Sodimac will enter a tough channel…

Sodimac’s 20 outlets in Mexico will compete against existing brands like Home Depot, which led home improvement and gardening stores with nearly 17% of value sales in 2015, Fix Ferrertías, and in the paint category, Comex. However, Mexico’s home improvement and gardening channel also has a very strong presence of independent players and remains highly fragmented. Overall sales of this channel to consumers are projected to remain fairly flat over the next five years, as the concept of DIY is fairly underdeveloped in Mexico relative to other countries and the channel will face an increasing threat from mixed retailers and internet retailing. As a result, a strong in-store experience will be key to drawing consumers.

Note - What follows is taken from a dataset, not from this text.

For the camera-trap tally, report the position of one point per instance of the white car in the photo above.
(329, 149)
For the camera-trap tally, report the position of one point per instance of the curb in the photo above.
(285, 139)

…but Falabella is intent on Latin America expansion

Perhaps more significant than the launch of Sodimac outlets in Mexico is what the expansion means for Falabella and Soriana’s strategy, as well as what it indicates about the overall retail environment in Latin America. Falabella currently has presence in Argentina, Brazil, Colombia, Chile, Peru, and Uruguay, and Soriana is focused entirely on Mexico. There had been increased speculation in recent months that Falabella was looking to enter Mexico in light of uncertain economic performance in its current markets, most notably Brazil. Some have considered Falabella a potential buyer for Walmart’s Suburbia chain, an apparel and footwear specialist retailer in Mexico with over 100 outlets and nearly US$1 billion in sales in 2015; it is unclear what implications the venture with Soriana has on that possibility. The joint venture with Falabella is Soriana’s second recent major move, following its acquisition of 160 stores from Comercial Mexicana, another Mexican grocery chain, which was final as of January 2016, further signalling Soriana’s push to develop itself from a somewhat regional company concentrated in the northern part of Mexico into a national retail player.